Parte da responsabilidade pela morte do reitor da UFSC é da juíza que decretou sua prisão. Por Luis Felipe Miguel

Atualizado em 4 de outubro de 2017 às 13:01
Luiz Carlos Cancelier

Publicado no Facebook de Luis Felipe Miguel, professor da UnB.

Não há dúvida de que uma grande parte da responsabilidade pela morte do reitor Luiz Carlos Cancellier de Olivo cabe ao Judiciário, na figura da juíza. Ela decretou uma prisão absolutamente desnecessária, cujo único objetivo discernível era abater moralmente e humilhar. Uma prisão decretada antes de que o preso tivesse sequer sido convocado a prestar esclarecimentos! A prisão foi revogada, mas a juíza manteve o reitor incomunicável, a despeito de um claro diagnóstico de depressão.

Estava impedido de entrar no campus e, fora advogados e médicos, só podia falar com seu irmão, o jornalista Júlio Cancellier. Quando concedeu que ele retomasse algumas atividades acadêmicas, foi introduzindo uma nova humilhação: sua presença na universidade seria estritamente cronometrada, duas horas e meia, como se fosse um elemento tóxico ou radioativo.

Em suma: um exemplo perfeito da prepotência, da insensibilidade e do autoritarismo que, infelizmente, grassam no Judiciário brasileiro. Pergunto: uma vez que esse evidente abuso de poder levou a consequências tão trágicas, haverá algum tipo de punição à juíza?

Mas há uma cota de responsabilidade importante que cabe à mídia. Ela é a cúmplice ativa dos processos de pré-julgamento e assassinato moral promovidos pelo Judiciário. Ainda hoje, ao noticiar a morte do reitor, a Folha de S. Paulo escreve que ele integrava um grupo “suspeito de desviar R$ 80 milhões em recursos que deveriam ser investidos em programas de Educação à Distância”.

Há duas inverdades na frase. O projeto totalizava R$ 80 milhões; o valor que se suspeita que tenha sido desviado é alto, mas não chega a 0,5% desse montante. E, mais importante, a acusação que pesava contra o Cau não era de participar do desvio, que teria ocorrido antes de sua gestão, mas de estar “obstruindo as investigações” (acusação que ele negava).

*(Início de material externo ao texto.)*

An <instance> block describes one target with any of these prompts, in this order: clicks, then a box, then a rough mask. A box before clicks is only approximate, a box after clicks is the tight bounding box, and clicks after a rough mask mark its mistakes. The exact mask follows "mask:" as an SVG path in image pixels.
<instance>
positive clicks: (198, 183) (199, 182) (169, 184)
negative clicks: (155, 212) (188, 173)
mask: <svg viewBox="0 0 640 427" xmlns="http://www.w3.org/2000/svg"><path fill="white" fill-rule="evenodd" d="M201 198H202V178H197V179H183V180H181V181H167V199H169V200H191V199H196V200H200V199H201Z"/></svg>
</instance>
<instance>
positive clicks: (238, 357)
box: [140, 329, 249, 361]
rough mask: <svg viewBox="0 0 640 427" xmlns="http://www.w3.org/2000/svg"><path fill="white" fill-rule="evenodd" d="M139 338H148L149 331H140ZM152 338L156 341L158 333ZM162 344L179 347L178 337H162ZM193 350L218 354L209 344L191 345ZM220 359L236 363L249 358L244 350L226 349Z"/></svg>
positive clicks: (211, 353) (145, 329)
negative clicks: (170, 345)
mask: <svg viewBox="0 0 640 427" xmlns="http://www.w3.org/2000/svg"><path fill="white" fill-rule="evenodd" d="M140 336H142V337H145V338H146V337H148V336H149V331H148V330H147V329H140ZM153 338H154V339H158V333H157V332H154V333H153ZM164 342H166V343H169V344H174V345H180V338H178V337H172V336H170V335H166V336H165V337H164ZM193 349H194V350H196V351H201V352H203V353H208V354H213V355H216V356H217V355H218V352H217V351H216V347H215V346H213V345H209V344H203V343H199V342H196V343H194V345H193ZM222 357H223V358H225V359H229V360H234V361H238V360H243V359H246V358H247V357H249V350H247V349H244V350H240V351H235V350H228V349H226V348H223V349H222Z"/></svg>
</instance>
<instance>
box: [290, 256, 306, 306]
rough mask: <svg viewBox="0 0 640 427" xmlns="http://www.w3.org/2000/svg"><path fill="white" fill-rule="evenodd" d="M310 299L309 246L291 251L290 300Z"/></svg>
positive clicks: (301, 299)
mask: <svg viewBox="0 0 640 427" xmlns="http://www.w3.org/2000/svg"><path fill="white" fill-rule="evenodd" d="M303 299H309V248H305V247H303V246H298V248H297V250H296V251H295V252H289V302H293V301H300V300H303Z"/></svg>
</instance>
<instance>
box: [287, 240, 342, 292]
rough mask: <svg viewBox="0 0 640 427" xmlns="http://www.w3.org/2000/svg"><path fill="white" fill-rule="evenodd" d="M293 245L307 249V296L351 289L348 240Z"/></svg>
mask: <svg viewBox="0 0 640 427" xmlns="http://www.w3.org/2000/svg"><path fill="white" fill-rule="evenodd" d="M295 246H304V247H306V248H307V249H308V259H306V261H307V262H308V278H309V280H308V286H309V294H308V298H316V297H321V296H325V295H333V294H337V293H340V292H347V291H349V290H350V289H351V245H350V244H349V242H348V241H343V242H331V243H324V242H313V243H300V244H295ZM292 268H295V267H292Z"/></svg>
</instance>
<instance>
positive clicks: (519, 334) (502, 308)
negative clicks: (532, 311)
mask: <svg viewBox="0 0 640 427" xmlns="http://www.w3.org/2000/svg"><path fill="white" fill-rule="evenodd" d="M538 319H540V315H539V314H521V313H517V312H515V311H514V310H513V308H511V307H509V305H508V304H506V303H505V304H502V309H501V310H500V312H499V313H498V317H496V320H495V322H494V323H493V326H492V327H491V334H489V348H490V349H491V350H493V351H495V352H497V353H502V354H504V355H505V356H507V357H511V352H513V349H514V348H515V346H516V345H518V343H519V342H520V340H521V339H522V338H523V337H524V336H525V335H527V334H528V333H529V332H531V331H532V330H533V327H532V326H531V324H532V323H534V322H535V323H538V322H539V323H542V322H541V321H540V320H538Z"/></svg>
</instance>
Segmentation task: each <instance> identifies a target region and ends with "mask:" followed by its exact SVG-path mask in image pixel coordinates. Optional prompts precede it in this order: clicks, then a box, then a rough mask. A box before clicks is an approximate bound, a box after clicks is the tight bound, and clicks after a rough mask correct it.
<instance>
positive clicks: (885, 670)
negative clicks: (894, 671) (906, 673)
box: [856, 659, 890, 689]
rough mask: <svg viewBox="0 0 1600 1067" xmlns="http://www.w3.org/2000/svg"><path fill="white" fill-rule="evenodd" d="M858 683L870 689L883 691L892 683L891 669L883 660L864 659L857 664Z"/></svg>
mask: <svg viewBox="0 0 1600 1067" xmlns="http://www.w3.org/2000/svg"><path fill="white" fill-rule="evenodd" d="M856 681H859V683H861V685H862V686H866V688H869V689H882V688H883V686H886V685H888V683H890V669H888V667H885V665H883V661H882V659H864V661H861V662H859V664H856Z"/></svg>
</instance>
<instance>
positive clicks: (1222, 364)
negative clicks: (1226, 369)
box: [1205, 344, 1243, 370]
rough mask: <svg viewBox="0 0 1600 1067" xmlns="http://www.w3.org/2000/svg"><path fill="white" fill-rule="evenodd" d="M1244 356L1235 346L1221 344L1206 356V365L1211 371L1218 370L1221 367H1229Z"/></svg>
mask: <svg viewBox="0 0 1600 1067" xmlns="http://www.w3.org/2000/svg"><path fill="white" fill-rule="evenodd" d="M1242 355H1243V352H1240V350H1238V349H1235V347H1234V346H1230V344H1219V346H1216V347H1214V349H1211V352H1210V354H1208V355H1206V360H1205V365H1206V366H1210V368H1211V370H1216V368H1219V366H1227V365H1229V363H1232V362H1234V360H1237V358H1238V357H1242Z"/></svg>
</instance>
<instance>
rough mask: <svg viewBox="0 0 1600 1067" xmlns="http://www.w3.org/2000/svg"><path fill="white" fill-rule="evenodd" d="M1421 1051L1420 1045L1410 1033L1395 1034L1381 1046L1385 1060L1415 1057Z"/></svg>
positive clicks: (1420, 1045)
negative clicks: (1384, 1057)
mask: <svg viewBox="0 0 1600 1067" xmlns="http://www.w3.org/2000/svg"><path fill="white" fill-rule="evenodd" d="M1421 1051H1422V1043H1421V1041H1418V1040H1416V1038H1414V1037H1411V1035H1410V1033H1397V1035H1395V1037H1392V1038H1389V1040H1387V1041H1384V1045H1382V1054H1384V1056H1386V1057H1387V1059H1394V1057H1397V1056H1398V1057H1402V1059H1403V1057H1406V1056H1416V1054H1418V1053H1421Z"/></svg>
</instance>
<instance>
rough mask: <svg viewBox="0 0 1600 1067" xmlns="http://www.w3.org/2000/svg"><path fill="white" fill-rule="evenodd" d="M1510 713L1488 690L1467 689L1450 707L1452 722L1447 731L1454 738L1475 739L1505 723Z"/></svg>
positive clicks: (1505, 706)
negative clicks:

A mídia reproduz, de forma leviana, informações imprecisas ou mesmo falsas, embarca alegremente na culpabilização antecipada dos denunciados e, quando concede espaço para o contraditório, é apenas de forma burocrática e limitada. O Judiciário pode preparar os archotes, mas quem risca o fósforo para o linchamento moral é a mídia.

Ao noticiar desta maneira a morte do reitor, a Folha trabalha para esvaziar o sentido de denúncia contra a arbitrariedade que Cau buscou imprimir ao sacrifício de sua própria vida.